To ensure reliable performance, the server enforces the following limits:

| Limit | Default | Environment Variable |
|-------|---------|---------------------|
| Maximum qubits | 100 | `QISKIT_MCP_MAX_QUBITS` |
| Maximum gates | 10,000 | `QISKIT_MCP_MAX_GATES` |

Circuits exceeding these limits will return an error with a descriptive message.

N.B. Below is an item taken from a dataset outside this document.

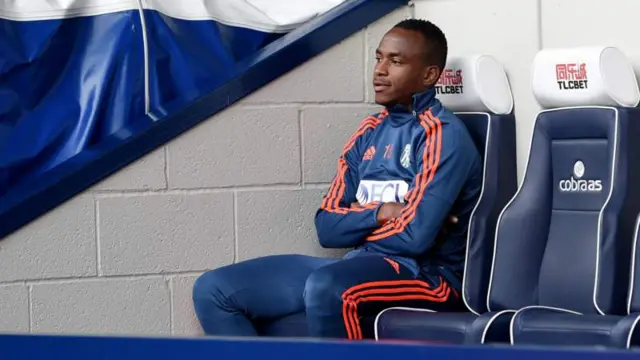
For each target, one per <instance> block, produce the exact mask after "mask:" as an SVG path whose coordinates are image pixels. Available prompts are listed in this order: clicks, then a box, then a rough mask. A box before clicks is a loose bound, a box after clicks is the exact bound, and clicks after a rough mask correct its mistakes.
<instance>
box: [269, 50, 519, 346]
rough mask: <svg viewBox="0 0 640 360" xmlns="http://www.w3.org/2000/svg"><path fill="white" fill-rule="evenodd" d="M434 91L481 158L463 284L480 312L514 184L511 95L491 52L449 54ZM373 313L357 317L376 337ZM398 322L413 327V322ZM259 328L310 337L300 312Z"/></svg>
mask: <svg viewBox="0 0 640 360" xmlns="http://www.w3.org/2000/svg"><path fill="white" fill-rule="evenodd" d="M437 91H438V98H439V99H440V100H441V101H442V102H443V103H444V104H445V105H446V106H447V107H448V108H449V109H450V110H452V111H455V112H456V114H457V115H458V116H459V117H460V119H461V120H462V121H463V122H464V124H465V125H466V126H467V128H468V129H469V132H470V133H471V135H472V137H473V139H474V141H475V142H476V145H477V146H478V149H479V150H480V153H481V154H482V155H483V158H484V179H483V180H484V181H483V187H482V193H481V195H480V199H479V201H478V204H477V206H476V208H475V209H474V211H473V214H472V216H471V221H470V224H469V234H470V235H469V237H468V250H467V251H468V254H467V259H468V261H467V266H466V270H465V271H466V273H467V274H468V275H467V276H465V279H467V280H466V281H465V283H464V285H463V286H464V289H465V291H463V296H464V299H465V303H466V304H467V306H468V307H469V308H470V309H471V311H475V312H484V311H485V307H486V300H485V299H486V291H487V285H486V284H488V281H489V272H490V271H489V270H490V267H491V257H492V254H493V238H494V231H495V224H496V221H497V218H498V215H499V213H500V211H501V210H502V208H503V207H504V205H505V204H506V203H507V202H508V201H509V200H510V199H511V198H512V197H513V194H515V192H516V189H517V170H516V134H515V131H516V130H515V118H514V116H513V111H512V110H513V97H512V95H511V89H510V86H509V82H508V80H507V77H506V74H505V72H504V70H503V68H502V66H501V65H500V64H499V63H498V62H497V61H496V60H495V59H493V58H491V57H489V56H476V57H470V58H457V59H451V60H450V61H449V66H447V71H446V72H445V73H444V74H443V76H442V78H441V79H440V82H439V83H438V87H437ZM390 314H391V313H390ZM400 316H401V317H402V314H401V315H400ZM376 318H377V317H376V316H371V317H365V318H363V319H361V323H362V325H363V330H364V335H365V337H370V338H372V337H373V336H374V322H375V320H376ZM402 318H404V317H402ZM402 324H403V325H406V326H408V327H409V328H408V330H407V331H409V332H411V331H412V330H411V324H412V323H411V322H402ZM258 329H259V330H258V331H259V333H260V334H261V335H262V336H272V337H305V336H308V335H307V334H308V332H307V325H306V319H305V315H304V313H300V314H294V315H290V316H287V317H284V318H282V319H278V320H276V321H271V322H260V323H259V324H258ZM397 329H405V327H398V328H397Z"/></svg>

You can override these limits via environment variables:

```bash
# Allow up to 200 qubits and 50,000 gates
export QISKIT_MCP_MAX_QUBITS=200
export QISKIT_MCP_MAX_GATES=50000
```

### Performance Recommendations

| Optimization Level | Use Case | Performance |
|-------------------|----------|-------------|
| 0 | Quick iterations, debugging | Fastest |
| 1 | Development, prototyping | Fast |
| 2 | Production use (recommended) | Balanced |
| 3 | Critical applications, small circuits | Slowest |

**Tips:**
- Use level 2 for most use cases (best balance of quality and speed)
- Use level 3 only when circuit quality is critical AND circuit is small (<20 qubits, <500 gates)
- Use level 0 or 1 for rapid prototyping and development
- The `compare_optimization_levels` tool helps identify the best level for your specific circuit

## Transpilation Stages

The Qiskit transpiler processes circuits through six stages:

1. **init**: Decompose multi-qubit gates to 1 and 2-qubit operations
2. **layout**: Map virtual qubits to physical qubits
3. **routing**: Insert SWAP gates for hardware connectivity
4. **translation**: Convert to target basis gates
5. **optimization**: Reduce gate count and circuit depth
6. **scheduling**: Add timing and delay instructions

## Testing

```bash
# Run all tests
uv run pytest tests/ -v

# Run with coverage
uv run pytest tests/ --cov=src --cov-report=term-missing

# Run specific test class
uv run pytest tests/test_transpiler.py::TestTranspileCircuit -v
```

## Development

```bash
# Install dev dependencies
uv sync --group dev --group test

# Run linting
uv run ruff check src tests
uv run ruff format --check src tests

# Run type checking
uv run mypy src

# Run all checks
./run_tests.sh
```

## Contributing

Contributions are welcome! Please see the [CONTRIBUTING.md](../CONTRIBUTING.md) guide in the root of the repository.

## License

This project is licensed under the Apache License 2.0 - see the [LICENSE](LICENSE) file for details.